Kentucky Office of Rural Health awarded cardiac arrest grant

By Michael McGill

The Kentucky Office of Rural Health (KORH) has been awarded a three-year, $750,000 grant from the Health Resources and Services Administration’s Federal Office of Rural Health Policy to improve out-of-hospital sudden cardiac arrest survival rates among residents of rural counties served by the state’s 27 designated critical access hospitals. The University of Kentucky Center of Excellence in Rural Health, in Hazard, serves as the federally designated KORH.

The funding — which is provided through the Medicare Rural Hospital Flexibility Program — will enable agencies across the state to participate in the Cardiac Arrest Registry to Enhance Survival (CARES), a national database that collects cardiac arrest data from EMS agencies and hospitals in order to track performance over time and measure the quality of patient care. Communities can enter their local data, generate reports and compare their performance to other local, state and national statistics. Only two states that border Kentucky — Illinois and Ohio — are current statewide subscribers; Louisville is a subscriber at the community level.

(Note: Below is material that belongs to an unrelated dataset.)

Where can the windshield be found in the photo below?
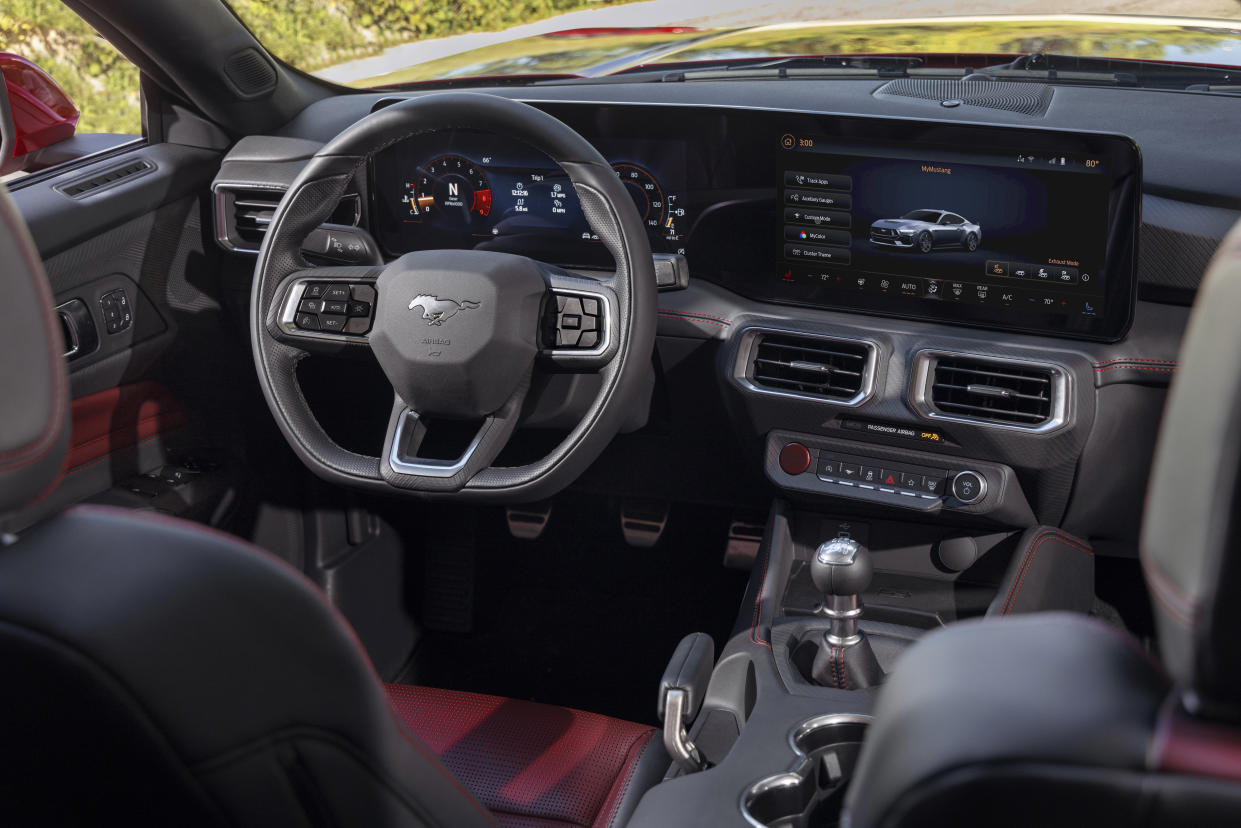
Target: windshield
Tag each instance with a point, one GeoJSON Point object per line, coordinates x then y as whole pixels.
{"type": "Point", "coordinates": [371, 44]}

In addition, the grant will support KORH-led public health efforts to improve responses to sudden cardiac arrest incidents in Kentucky’s rural communities by increasing CPR readiness and raising awareness about the access to and availability of automated external defibrillators (AEDs). The chances of surviving an out-of-hospital sudden cardiac arrest are significantly improved when, prior to the arrival of trained first responders, bystanders perform CPR and defibrillation. Kentucky was one of just eight states to receive the EMS-related funds.

“This is a project that’s really been needed for some time in rural Kentucky and across the state,” said KORH director Ernie Scott. “Kentucky’s rural counties have the highest cardiac death rates across the commonwealth. But, there’s no system currently in place in Kentucky for collecting data about those cardiac arrest events, linking that data to all of the medical professionals who have contact with cardiac arrest patients — 911, fire department-based first responders, ambulance services and hospitals — and identifying patient outcomes.”

Scott continued, “Our participation with CARES will rectify that. We’ll now be able to collect and analyze basic data about cardiac arrests throughout all of Kentucky so that the state’s EMS administrators and medical directors can better determine which elements of the response system are working properly, which are not and how they might better improve processes and performance. And, on top of that, making sure that community members are trained in CPR and know the locations of AEDs in their communities can only help in improving survival rates among sudden cardiac arrest patients.”

Kentucky’s 27 critical access hospitals, which operate in rural areas and have 25 or fewer acute care inpatient beds, are located across 26 counties.

Key partners for the project include the Kentucky Board of Emergency Medical Services, Kentucky Hospital Association, Kentucky Rural Health Association, Kentucky Ambulance Providers Association and the American Heart Association.

-Michael McGill is the Rural Project Manager at the Kentucky Office of Rural Health.